After my previous faux pas involving leftover glyphosate in the pump, the HOA hired TruGreen to spray for weeds in a common area near the back of my house, 50 yards or so from my garden. Within 2-3 weeks all my tomatoes started deforming and growing weird shaped leaves. I thought it was damage from a few nights of very cold temperatures, but even new growth was deformed. A quick google and I found tomatoes that looked exactly like mine, 2,4D and/or dicamba damage. Well I haven't sprayed broadleaf herbicide since February, I just don't have any, so it must have drifted. Apparently tomatoes are very very sensitive to 2,4D and the likes, with even a breeze being enough to completely wreck them. So, I had to pull 24 tomato plants out of the ground and replace them with new ones.

Moral of the story, be very, very, very careful with broadleaf herbicide anywhere within sight of tomatoes.

Not my picture, but they looked just like this.


----------



## gm560 (Feb 22, 2018)

j4c11 said:


> Moral of the story, be very, very, very careful with broadleaf herbicide anywhere within sight of tomatoes.

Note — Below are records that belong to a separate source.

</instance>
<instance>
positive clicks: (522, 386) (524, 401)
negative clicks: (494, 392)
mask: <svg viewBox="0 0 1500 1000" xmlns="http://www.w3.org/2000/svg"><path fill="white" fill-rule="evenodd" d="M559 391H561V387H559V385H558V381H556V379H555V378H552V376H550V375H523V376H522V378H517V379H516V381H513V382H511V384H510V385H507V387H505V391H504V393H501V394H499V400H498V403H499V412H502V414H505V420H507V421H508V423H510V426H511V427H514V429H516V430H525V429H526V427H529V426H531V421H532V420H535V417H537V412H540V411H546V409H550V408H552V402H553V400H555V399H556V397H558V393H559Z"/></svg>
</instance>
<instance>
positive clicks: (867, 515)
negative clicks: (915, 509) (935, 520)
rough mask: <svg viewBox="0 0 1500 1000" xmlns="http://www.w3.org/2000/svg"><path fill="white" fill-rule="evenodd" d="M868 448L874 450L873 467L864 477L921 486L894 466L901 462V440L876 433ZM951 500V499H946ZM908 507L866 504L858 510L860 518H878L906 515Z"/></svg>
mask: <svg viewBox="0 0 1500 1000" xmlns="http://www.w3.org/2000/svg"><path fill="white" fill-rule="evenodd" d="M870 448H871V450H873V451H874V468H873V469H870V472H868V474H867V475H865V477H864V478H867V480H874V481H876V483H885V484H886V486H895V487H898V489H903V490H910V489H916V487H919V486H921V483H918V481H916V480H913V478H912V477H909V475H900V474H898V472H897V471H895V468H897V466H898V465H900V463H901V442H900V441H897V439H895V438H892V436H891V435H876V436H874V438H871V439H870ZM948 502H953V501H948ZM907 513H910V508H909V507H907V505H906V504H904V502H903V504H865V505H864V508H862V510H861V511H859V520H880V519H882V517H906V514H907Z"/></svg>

And to go inside when you see a Trugreen applicator. 50 yards.... they must not have been being careful at all.


----------



## Slim 1938 (Aug 24, 2019)

Oh man that sucks.


----------



## dicko1 (Oct 25, 2019)

I had a Pin Cherry tree once. One day the neighbor across the street and one house down had a lawn service spray his lawn. The tree never did recover though it limped along for several years after.

2,4D is wicked.


----------



## SOLARSUPLEX (Aug 4, 2020)

****o1 said:


> I had a Pin Cherry tree once. One day the neighbor across the street and one house down had a lawn service spray his lawn. The tree never did recover though it limped along for several years after.
> 
> 2,4D is wicked.


This is pretty unnerving considering its a totally household herbicide that gets sprayed down for anything and everything as the first line of defense.


----------



## superkaz661 (Apr 19, 2019)

My money (and a lot of it) is on that damage being from Dicamba.


----------